In addition, the steel according to the invention can contain up to 0.05% by weight Ti, up to 0.05% Nb, up to 0.01% N, up to 0.02% by weight S. up to 0.02% by weight of P, up to 0.2% by weight of Ni, up to 0.1% by weight of Mo and up to 0.1% by weight of W. The Origin of the respective areas of the cast tape can by the targeted cooling of the cast tape supported after its exit from the casting gap become.

Has to carry out the method according to the invention a two-roll casting machine has proven itself. Such Casting machine makes it easy to put on the tape exerts force in the casting gap vary that the speed is varied at which the walls bounding the pouring gap move, which in the case of the two-roll casting machine by the Circumferential surfaces of the rollers delimiting the casting gap  be formed. The diameter of the rolls is preferably 200 mm to 2000 mm.

By changing the speed at which the walls that delimit the pouring gap become the on them solidifying melt more or less time for building a more or less thick shell given. This is how a two-roll casting machine performs Reduce the speed of the rollers to one Increasing the thickness of the shells. Because at the same time Thickness of the tape to be produced and thus the measure of narrowest point of the casting gap is set to rise the forces acting in the casting gap. The opposite Effect is increased by increasing the speed of the Casting rolls causes.

Alternatively or in addition to a variation of the Speed of the walls delimiting the casting gap the forces in the casting gap can also be Change in those taking place over the walls in question Cooling of the melt solidifying on them affected become. So a larger cooling causes a stronger one Increase in the thickness of the solidified shells and thus higher forces in the casting gap, while by a low Cooling on the walls of the casting gap the thickness of the solidified shells and consequently the casting forces can be reduced.

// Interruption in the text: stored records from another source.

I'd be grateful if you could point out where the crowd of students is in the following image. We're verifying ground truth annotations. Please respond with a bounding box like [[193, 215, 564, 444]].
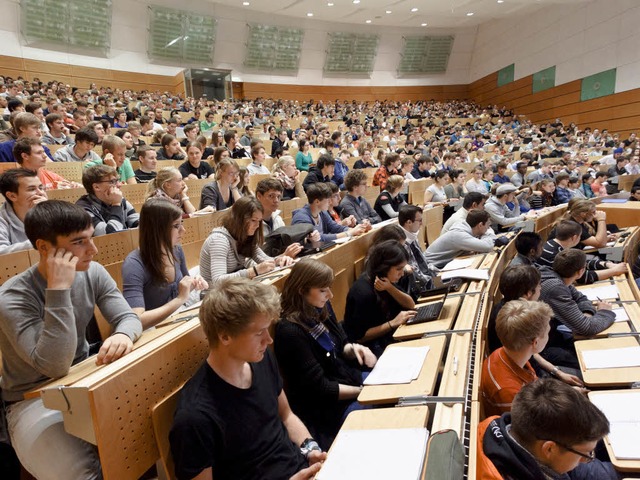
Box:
[[0, 73, 638, 479]]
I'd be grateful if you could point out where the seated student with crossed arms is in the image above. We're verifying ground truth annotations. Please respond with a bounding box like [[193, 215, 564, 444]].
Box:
[[169, 277, 326, 480], [477, 378, 619, 480]]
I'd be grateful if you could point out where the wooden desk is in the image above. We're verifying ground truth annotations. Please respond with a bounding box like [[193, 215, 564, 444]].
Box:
[[358, 335, 447, 405], [589, 389, 640, 472], [575, 337, 640, 387], [393, 296, 462, 341]]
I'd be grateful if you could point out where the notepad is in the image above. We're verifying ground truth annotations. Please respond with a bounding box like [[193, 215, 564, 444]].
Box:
[[364, 346, 429, 385], [440, 268, 489, 281], [440, 257, 476, 272], [611, 307, 629, 322], [582, 346, 640, 370], [589, 391, 640, 460], [580, 285, 620, 302], [316, 428, 429, 480]]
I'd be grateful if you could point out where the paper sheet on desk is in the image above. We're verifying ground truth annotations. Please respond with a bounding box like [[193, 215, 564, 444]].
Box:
[[440, 257, 476, 272], [582, 346, 640, 370], [440, 268, 489, 280], [316, 428, 429, 480], [580, 285, 620, 302], [364, 346, 429, 385]]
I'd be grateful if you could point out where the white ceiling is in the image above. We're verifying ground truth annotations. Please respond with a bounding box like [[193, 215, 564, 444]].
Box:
[[212, 0, 591, 31]]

Is of particular importance in the implementation of the inventive method also following the Exit from the pouring gap cooling of the cast tape. The achieved Cooling speeds should be at least until Reaching certain limit temperatures of at least 30 K / s  be. This can cool the cast strip in at least two successive stages with different cooling rates, where the cooling rate is from the casting heat outgoing temperature range up to 800 ° C should be at least 30 K / s while in the of Temperature range from 800 ° C to 300 ° C preferably at least 10 K / s but at most 500 K / s is. The cooling can be done with splash water as well also done with gases. When cooling takes place due to the small amount made possible by strip casting Strip thicknesses from 0.5 mm to 4 mm in contrast to continuous casting cooling not only close to the surface, but almost at the same time across the entire cross-section of the belt. The in the casting gap due to the effect of the band forming forces generated non-uniform structural state is due to this Way frozen, so that an adjustment of the Characteristics of the individual areas different Composition due to an otherwise occurring Temperature compensation is prevented.

One with regard to the diversity of the Products that can be produced according to the method of the invention is a particularly advantageous embodiment of the invention characterized in that adjacent portions of the cast tape with different Cooling rates are cooled. The different cooling in the different areas of the cast tape, in cooperation with the inhomogeneous distribution of the alloying elements that a different transformation in the areas is achieved. In this way you can cast Create tapes where not only the core area and the adjacent outdoor areas a  have different characteristics, but it zones can also be used in the external areas create their properties, for example, as a result a specifically reduced cooling the properties of the Core area adjusted or as a result of a special strong cooling are clearly different from the Properties of the adjacent area.

The differently cooled sections can in the longitudinal or transverse direction of the cast tape extend. It is also conceivable to only use certain tightly delimited sections of the cast volume to cool so that the properties desired there locally narrowly trained, while the remaining band is cooled less, so that this less refrigerated areas other properties mint.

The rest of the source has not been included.